久保川先生による数理統計学の教科書です。概念の背景、定義、基本的な性質をはじめ、発展的な内容も基本的な性質を積み上げる形で説明されています。この一冊で数理統計学の重要な概念、定理を一から理解できる良書だと思います。
以前、統計学を勉強し直した時に色々と教科書を探したのですが
- 「正規分布に従う確率変数の二乗は自由度1の[math]\chi^2[/math]分布に従う」など事実のみ書かれており、証明が載っていない
- 「詳細な説明は上級の教科書に譲りたい」など細かな内容が書かれていない
など理解した気になれない箇所が残ってしまうので「Statistical Inference」を使ったのですが、今だったらこの本を使って勉強したと思います。
構成
タイトルにある通り「数理統計学」(1〜9章)を網羅しつつ最近のトピック(10〜12章)も含まれています。
- 1〜2章: 確率の基本
- 3〜4章: 確率分布
- 5章: 標本分布
- 6〜8章: 統計的推定、統計的仮説検定、統計的区間推定
- 9章: 回帰モデル
- 10〜12章: リスク最適化、計算統計学、確率過程
特に5章では標本分布の性質と[math]t[/math]分布、[math]F[/math]分布との関係が丁寧に解説されています。
良かった点
数理統計学の基本〜応用が体系的にまとめられており自習にも向いていると思います。
- ただ定義を示すだけでなく「なぜその概念が必要になるのか」を背景を含めて解説
- 各定理のほぼすべてを証明付きで解説
- 基本的な原理、性質から出発し諸性質、特徴を導出しており体系的に理解しやすい
- 随所に例が入っており具体的なイメージや計算手順がつかみやすい
- 章末の演習問題の略解がHPで公開されており自習しやすい
注意が必要な点
「Statistical Inference」同様にちゃんと統計を学ぶ人向けには良書だと思いますが、読んでいて感じたいくつか注意が必要な点をまとめます。
- 大学1〜2回生相当の微分積分学、線形代数を理解していることが前提
- 数学的な厳密さを重視しており理解を助けるための図解は少ない
1点目ですがこれは統計自体が応用数学なので仕方ないですね。
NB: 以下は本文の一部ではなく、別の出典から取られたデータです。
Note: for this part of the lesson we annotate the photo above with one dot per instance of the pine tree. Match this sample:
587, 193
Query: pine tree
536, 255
本書を始める前か、本書と並行しながらの復習が理想です。
2点目は議論が数式を中心に展開されますが、数式を追うだけだと理解した「つもり」になりやすいです。考察対象の関係性を図示することで理解が進むこともあるのですが本書では読み手側で考える必要があります。
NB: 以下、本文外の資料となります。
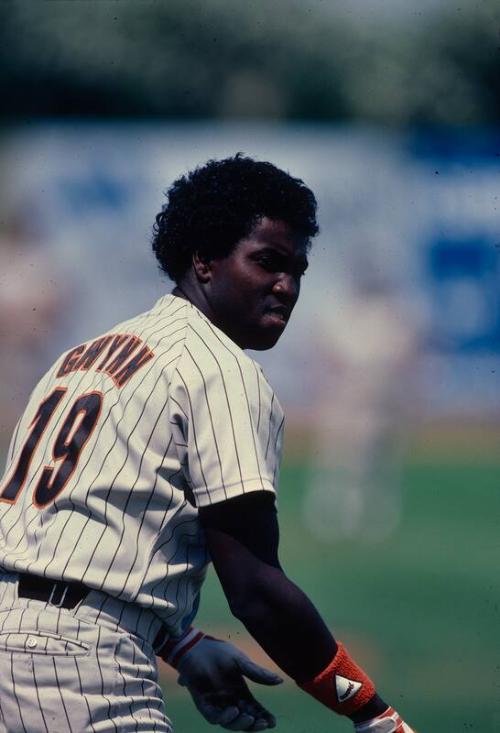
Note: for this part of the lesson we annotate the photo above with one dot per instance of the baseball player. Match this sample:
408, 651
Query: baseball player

大学1〜2回生レベルの数学が必要になりますが、数理統計学の基礎から発展的な内容までを日本語で学ぶことができる良書だと思います。
丁寧なご紹介ありがとうございます.
“数理統計学”の初学者向けに様々な配慮がなされており,前書きにも言及されている通り初学者向けの良書だと思いました.
ただ本書では漸近理論あたりはやや記述や証明が省略されている気がしたので,
本格的な数理統計学の習得を目指すのであれば,確率論を学習してからの方が近道だと感じました.
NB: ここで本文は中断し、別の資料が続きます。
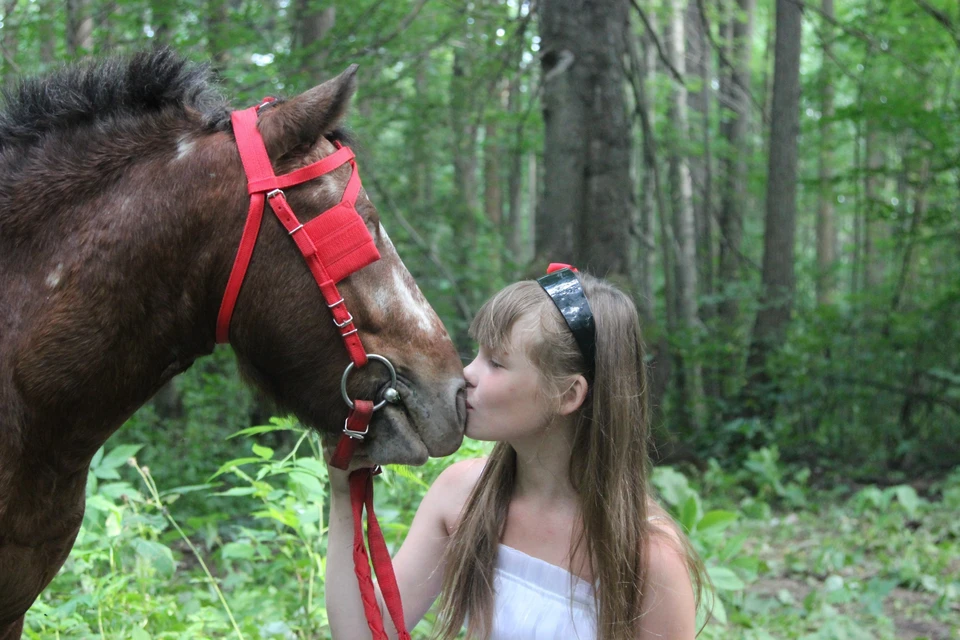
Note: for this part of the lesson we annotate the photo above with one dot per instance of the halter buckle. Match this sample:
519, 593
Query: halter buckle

個人的には,統計学との接続を意識した以下書籍がいいと思いました.
お時間ある時にぜひレビューや感想も聞かせていただきたいです!
・統計学への確率論,その先へ,清水泰隆
https://www.amazon.co.jp/%E7%B5%B1%E8%A8%88%E5%AD%A6%E3%81%B8%E3%81%AE%E7%A2%BA%E7%8E%87%E8%AB%96%E3%80%81%E3%81%9D%E3%81%AE%E5%85%88%E3%81%B8%E2%80%95%E3%82%BC%E3%83%AD%E3%81%8B%E3%82%89%E3%81%AE%E6%B8%AC%E5%BA%A6%E8%AB%96%E7%9A%84%E7%90%86%E8%A7%A3%E3%81%A8%E6%BC%B8%E8%BF%91%E7%90%86%E8%AB%96%E3%81%B8%E3%81%AE%E6%9E%B6%E3%81%91%E6%A9%8B-%E6%B8%85%E6%B0%B4-%E6%B3%B0%E9%9A%86/dp/4753601250
コメントありがとうございます!「統計学への確率論」についても手にとって見たいと思います。